Kant came to the astounding realization that “human knowledge is limited not merely by how much reality there is out there, but also by the limited sensory apparatus of perception we bring to that reality...We can apprehend reality only through our five senses...Our senses place an absolute limit on what reality is available to us. Kant’s argument is that we have no basis to assume that our perception of reality ever resembles reality itself. Our experience of things can never penetrate to things as they really are...

“It is Kant, the transcendental idealist, who starts with experience and then proceeds from it by steps that reason can justify. By contrast, the empiricist begins with a presumption that is impossible to validate, and his whole philosophy is constructed on that dubious premise...
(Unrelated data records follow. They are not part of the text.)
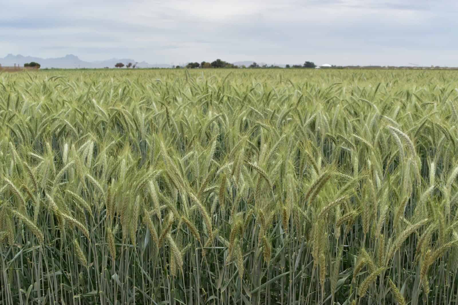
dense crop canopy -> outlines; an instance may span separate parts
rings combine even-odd
[[[453,303],[457,87],[0,74],[0,304]]]

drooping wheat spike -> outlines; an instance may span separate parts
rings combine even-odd
[[[77,239],[75,239],[73,240],[73,245],[75,246],[75,251],[76,252],[76,257],[78,257],[80,262],[85,267],[87,267],[87,260],[86,259],[86,256],[84,255],[82,250],[81,250],[81,247],[80,247]]]
[[[205,226],[207,227],[207,229],[208,232],[208,238],[212,239],[213,235],[212,220],[210,218],[210,215],[208,215],[208,212],[207,211],[207,209],[202,205],[202,203],[200,201],[197,199],[197,197],[192,192],[189,192],[188,194],[191,199],[195,203],[197,209],[199,210],[199,212],[201,212],[202,218],[203,218],[204,222],[205,223]]]
[[[289,213],[286,206],[283,206],[282,208],[282,225],[283,226],[283,231],[288,232],[288,223],[289,221]]]
[[[358,260],[356,261],[356,264],[353,267],[353,276],[352,278],[353,279],[352,280],[353,282],[356,282],[356,277],[358,276],[358,274],[364,267],[367,261],[365,258],[362,257],[361,256],[360,256],[358,257]]]
[[[143,210],[143,219],[148,227],[151,238],[153,239],[153,241],[154,242],[154,244],[156,245],[156,246],[158,249],[160,246],[159,245],[159,238],[158,237],[158,232],[156,230],[156,227],[151,220],[151,218],[150,218],[149,213],[148,212],[146,208]]]
[[[270,245],[267,237],[264,235],[262,237],[262,254],[264,256],[264,261],[267,265],[270,261],[270,255],[272,251],[272,246]]]
[[[323,253],[320,255],[318,266],[320,267],[320,285],[321,286],[322,291],[324,291],[324,280],[326,277],[326,258]]]
[[[116,245],[114,243],[114,235],[113,234],[113,230],[109,227],[107,226],[105,230],[108,249],[110,251],[111,258],[114,260],[116,259]]]
[[[252,163],[249,161],[246,162],[246,164],[248,166],[252,169],[256,171],[258,173],[261,175],[266,182],[267,182],[267,184],[269,185],[269,188],[272,190],[272,184],[270,182],[270,180],[269,179],[269,177],[267,174],[267,173],[262,169],[256,163]]]
[[[228,251],[229,252],[228,256],[228,261],[230,261],[232,257],[232,252],[234,251],[234,245],[235,243],[235,239],[240,230],[239,226],[240,225],[238,222],[232,225],[231,228],[230,234],[229,235],[229,246]]]
[[[92,208],[91,207],[91,206],[89,205],[89,204],[87,201],[83,199],[82,197],[79,195],[71,191],[65,190],[65,191],[71,196],[74,199],[77,201],[79,204],[84,207],[84,209],[89,213],[89,215],[91,215],[91,217],[93,219],[94,215],[92,213]]]
[[[170,252],[169,256],[170,257],[169,266],[170,266],[170,274],[172,275],[172,276],[174,277],[176,276],[176,261],[171,248],[170,248]]]
[[[167,236],[167,234],[169,233],[170,229],[172,228],[172,225],[173,224],[174,222],[173,213],[171,212],[169,212],[167,218],[168,219],[164,221],[163,223],[162,230],[161,231],[161,235],[158,240],[158,249],[160,248],[161,246],[162,245],[162,242],[164,241],[164,239]]]
[[[243,266],[243,255],[242,253],[242,249],[240,245],[237,247],[236,256],[237,257],[237,269],[239,271],[239,277],[240,279],[242,279],[243,278],[245,268]]]
[[[327,180],[331,178],[331,174],[328,171],[326,171],[320,175],[318,179],[310,185],[309,191],[305,194],[304,201],[308,203],[313,200],[313,198],[319,192],[321,189],[326,184]],[[310,200],[309,200],[310,199]]]
[[[43,234],[40,230],[40,229],[38,228],[38,227],[35,225],[35,223],[29,219],[28,217],[16,210],[11,209],[11,212],[24,223],[24,224],[26,225],[30,231],[37,237],[38,242],[40,244],[43,244],[44,242],[44,237],[43,235]]]
[[[174,240],[172,235],[170,233],[167,234],[167,242],[170,247],[172,253],[173,254],[174,258],[175,259],[175,263],[180,270],[183,267],[183,258],[182,257],[181,252],[178,249],[175,241]]]
[[[221,211],[223,212],[223,215],[224,215],[224,212],[226,211],[226,205],[225,202],[224,201],[224,195],[226,193],[226,174],[223,174],[221,176],[221,179],[220,180],[219,183],[219,205],[220,209]]]
[[[379,239],[378,253],[377,255],[378,259],[377,264],[379,267],[382,267],[382,264],[383,263],[383,262],[385,261],[385,257],[384,256],[385,252],[385,237],[383,236],[383,234],[382,234],[380,235],[380,237]]]
[[[358,289],[358,292],[360,294],[360,297],[363,298],[365,295],[367,289],[369,288],[369,285],[377,278],[377,277],[384,270],[385,270],[385,267],[379,268],[374,270],[373,272],[364,279],[364,280],[363,281]]]
[[[9,179],[5,177],[4,177],[3,179],[8,186],[9,186],[10,191],[13,193],[16,199],[19,202],[19,205],[17,207],[19,212],[22,214],[25,214],[26,213],[26,202],[24,199],[24,196],[21,193],[21,191],[16,187],[14,184]]]
[[[37,178],[35,174],[33,174],[33,171],[32,170],[32,168],[30,167],[30,166],[27,162],[24,162],[24,164],[26,166],[27,173],[28,174],[30,179],[32,179],[32,182],[33,184],[33,187],[35,188],[35,191],[36,191],[38,190],[38,181],[37,181]]]
[[[190,221],[189,219],[184,216],[181,216],[181,220],[183,222],[185,223],[185,224],[187,226],[188,229],[189,229],[189,231],[191,233],[191,234],[197,240],[197,241],[199,242],[199,243],[202,246],[202,241],[201,240],[200,235],[197,228],[196,228],[196,226],[194,225],[194,223]]]
[[[346,197],[341,197],[340,198],[336,199],[334,201],[330,202],[325,206],[320,212],[320,213],[318,214],[317,219],[321,219],[323,218],[325,218],[327,216],[327,213],[329,212],[331,209],[333,207],[335,207],[336,206],[340,204],[340,202],[345,199]]]
[[[355,210],[352,211],[344,214],[344,215],[343,215],[337,220],[337,222],[336,223],[336,227],[339,228],[345,223],[348,222],[350,221],[352,219],[354,219],[354,218],[358,216],[358,211]]]
[[[132,243],[134,245],[134,247],[136,247],[136,235],[137,229],[138,228],[138,215],[140,213],[141,205],[140,196],[137,195],[136,198],[135,199],[135,201],[134,202],[133,206],[132,208],[132,213],[131,215],[131,223],[129,224],[131,240],[132,241]]]
[[[394,300],[396,300],[396,302],[398,302],[398,305],[406,305],[406,303],[404,297],[403,296],[401,291],[394,284],[391,278],[388,279],[388,283],[390,285],[390,288],[391,288],[391,293],[393,294],[393,296],[394,297]]]
[[[402,245],[402,244],[404,243],[404,241],[409,237],[409,235],[412,234],[414,232],[415,232],[419,229],[422,227],[425,224],[428,223],[429,220],[428,218],[425,218],[420,221],[417,223],[414,224],[411,224],[405,229],[403,231],[401,234],[400,234],[396,240],[393,242],[392,245],[390,246],[389,251],[388,252],[387,255],[385,257],[385,261],[386,263],[391,259],[394,255],[395,252],[398,250],[399,247]]]

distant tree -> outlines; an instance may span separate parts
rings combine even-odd
[[[31,67],[32,68],[38,68],[38,69],[39,69],[40,67],[41,67],[41,65],[40,65],[39,64],[38,64],[38,62],[35,62],[34,61],[32,61],[32,62],[31,62],[30,63],[26,63],[25,64],[24,64],[24,67]]]
[[[304,63],[304,68],[315,68],[316,65],[313,63],[313,61],[306,61]]]
[[[186,67],[188,69],[195,69],[198,68],[200,66],[200,64],[198,62],[190,62],[188,64]]]
[[[212,66],[213,68],[224,68],[227,65],[228,63],[219,58],[214,61],[212,62]]]

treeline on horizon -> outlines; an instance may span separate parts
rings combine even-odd
[[[196,69],[197,68],[227,68],[230,69],[236,69],[238,68],[240,68],[242,69],[245,68],[251,68],[251,69],[284,69],[284,68],[313,68],[316,66],[316,65],[312,61],[305,61],[304,65],[287,65],[284,67],[280,67],[278,65],[260,65],[256,63],[256,62],[253,62],[252,64],[246,66],[245,65],[236,65],[234,64],[231,64],[229,63],[227,61],[224,61],[221,59],[218,59],[216,60],[212,61],[212,62],[207,62],[207,61],[202,61],[202,62],[199,63],[197,62],[190,62],[186,66],[184,67],[182,67],[180,65],[177,65],[175,67],[177,69],[180,69],[180,68],[185,67],[187,69]]]

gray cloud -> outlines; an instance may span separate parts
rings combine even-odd
[[[451,0],[6,0],[2,5],[0,57],[458,66],[458,4]]]

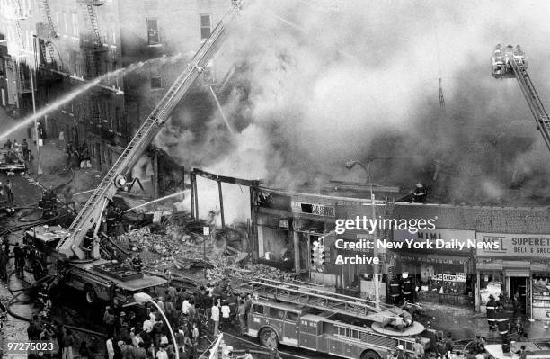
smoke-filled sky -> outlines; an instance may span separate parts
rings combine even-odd
[[[493,79],[489,59],[497,43],[520,44],[546,103],[550,3],[252,3],[215,59],[240,66],[224,105],[235,134],[215,108],[205,118],[182,106],[159,137],[186,165],[296,189],[364,182],[343,163],[384,157],[393,159],[373,162],[375,183],[423,181],[436,201],[501,202],[510,186],[521,201],[550,197],[550,153],[518,84]]]

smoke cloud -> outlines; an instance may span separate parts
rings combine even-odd
[[[188,103],[157,143],[186,164],[272,187],[365,181],[343,163],[380,157],[375,183],[423,181],[434,201],[549,196],[550,154],[518,84],[493,79],[489,58],[499,42],[520,44],[540,97],[549,98],[550,4],[341,0],[338,11],[309,4],[253,2],[231,27],[215,62],[237,66],[237,86],[224,99],[236,134],[213,103],[194,112]],[[207,197],[213,204],[201,213],[217,202],[217,193]],[[235,211],[235,220],[247,215]]]

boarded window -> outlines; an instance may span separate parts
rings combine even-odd
[[[147,19],[147,42],[149,45],[160,44],[158,21],[156,19]]]
[[[71,13],[71,23],[73,25],[73,36],[78,36],[78,14]]]
[[[212,32],[212,17],[200,15],[200,40],[207,40]]]
[[[160,74],[151,74],[151,89],[163,88],[163,77]]]

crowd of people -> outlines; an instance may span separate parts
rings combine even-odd
[[[67,164],[73,168],[91,168],[91,157],[88,145],[84,142],[80,146],[75,146],[73,141],[69,141],[66,148]]]
[[[206,330],[217,336],[221,328],[233,322],[238,322],[241,330],[246,329],[252,298],[237,296],[229,286],[219,284],[200,286],[192,293],[169,285],[156,302],[167,321],[151,305],[137,305],[118,313],[111,307],[105,309],[109,359],[174,358],[176,346],[170,329],[180,358],[198,359],[197,346]]]

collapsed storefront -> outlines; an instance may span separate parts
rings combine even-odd
[[[395,282],[405,279],[412,281],[414,295],[419,300],[433,301],[454,305],[473,304],[473,264],[474,258],[469,248],[446,248],[453,241],[466,242],[475,237],[473,230],[436,228],[433,230],[394,229],[392,238],[404,243],[390,258],[393,269],[394,288]],[[423,244],[430,248],[410,248],[411,240]],[[393,301],[402,299],[398,292],[389,286]]]
[[[481,310],[489,295],[504,294],[521,303],[534,319],[550,319],[550,235],[477,233],[477,240],[495,245],[477,249]]]
[[[364,200],[267,188],[254,189],[253,195],[253,223],[260,262],[293,267],[297,274],[324,285],[355,286],[359,291],[359,279],[367,271],[359,265],[335,265],[336,256],[342,253],[334,250],[334,237],[330,234],[333,234],[336,219],[348,216],[337,215],[337,208],[362,207]],[[320,260],[315,260],[315,255]]]
[[[550,211],[547,208],[469,207],[395,203],[394,218],[436,219],[436,229],[419,231],[417,239],[473,240],[472,245],[499,241],[504,250],[491,251],[470,246],[461,250],[437,248],[395,251],[390,257],[395,273],[409,272],[419,279],[417,296],[448,304],[474,304],[484,311],[490,294],[518,293],[527,315],[539,319],[550,311],[545,291],[550,277]],[[393,239],[410,234],[394,231]],[[514,240],[514,238],[516,240]],[[511,246],[522,240],[521,245]],[[530,239],[530,241],[529,241]],[[537,240],[538,239],[538,240]],[[482,244],[483,246],[483,244]],[[548,281],[550,282],[550,280]],[[388,289],[389,290],[389,289]],[[538,313],[538,314],[537,314]],[[549,314],[550,315],[550,314]],[[550,317],[549,317],[550,318]]]

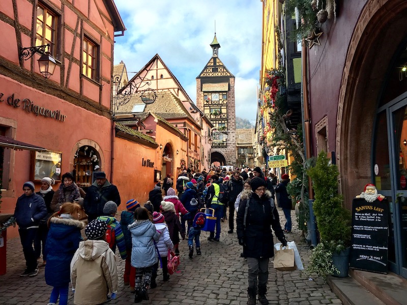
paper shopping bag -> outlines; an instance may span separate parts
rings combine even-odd
[[[274,268],[279,271],[293,271],[296,267],[294,250],[280,246],[274,249]]]

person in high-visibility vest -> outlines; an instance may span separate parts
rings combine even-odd
[[[216,216],[216,233],[215,234],[215,232],[210,232],[208,240],[211,241],[213,240],[219,241],[220,237],[220,219],[223,217],[225,205],[218,200],[220,191],[219,176],[213,175],[211,178],[213,179],[213,182],[208,189],[208,200],[206,205],[207,207],[210,207],[215,210],[215,215]]]

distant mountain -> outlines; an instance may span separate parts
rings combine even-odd
[[[254,128],[247,118],[236,117],[236,129],[249,129]]]

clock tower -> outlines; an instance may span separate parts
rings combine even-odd
[[[215,126],[213,131],[205,133],[212,139],[211,163],[236,167],[235,76],[218,56],[220,45],[216,33],[210,45],[212,57],[196,78],[196,105]]]

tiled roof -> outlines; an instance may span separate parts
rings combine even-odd
[[[136,138],[142,140],[144,140],[145,141],[147,141],[148,142],[150,142],[152,144],[157,144],[156,141],[154,140],[154,139],[150,137],[150,136],[148,136],[147,135],[145,135],[142,133],[140,132],[137,130],[133,129],[132,128],[130,128],[130,127],[128,127],[127,126],[125,126],[123,124],[119,123],[119,122],[116,122],[116,129],[119,130],[122,132],[124,132],[128,135],[130,136],[133,136],[135,137]]]
[[[119,107],[117,114],[124,114],[131,113],[133,106],[135,104],[142,104],[138,95],[134,95],[125,105]],[[169,91],[157,93],[157,99],[152,104],[146,105],[144,113],[152,112],[166,119],[172,117],[185,117],[194,121],[182,102]]]

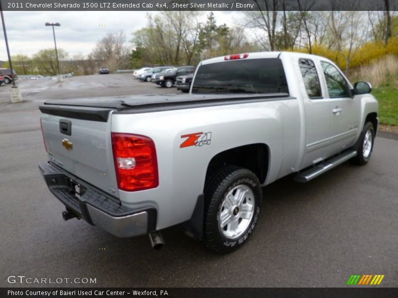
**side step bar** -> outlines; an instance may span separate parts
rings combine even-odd
[[[295,177],[295,181],[303,183],[318,177],[319,175],[332,169],[335,166],[343,163],[350,158],[357,155],[357,151],[354,150],[345,151],[335,157],[327,160],[319,165],[311,168],[305,172],[298,174]]]

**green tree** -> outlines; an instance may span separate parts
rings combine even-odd
[[[60,72],[62,72],[62,61],[68,58],[68,53],[63,49],[58,49]],[[57,57],[54,49],[40,50],[33,55],[35,71],[42,75],[55,75],[58,74]]]
[[[26,55],[16,55],[11,56],[13,70],[18,74],[30,74],[34,72],[32,59]],[[9,63],[6,62],[3,67],[9,68]]]

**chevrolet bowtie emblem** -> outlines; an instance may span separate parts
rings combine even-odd
[[[68,151],[73,149],[73,144],[67,139],[64,139],[62,140],[62,146]]]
“So the ‘brights,’ [as the contemporary atheists like to call themselves] can do their strutting, but Kant has shown them as intellectually naked. And so, thanks to Kant, the tables have been turned. The Atheist is now revealed as dogmatic and arrogant, and the religious believer emerges as modest and reasonable.”

Dinesh D’Souza has performed a notable service by creating an enjoyable and rewarding book that will inform and encourage Christians and students of Western Civilization for generations to come.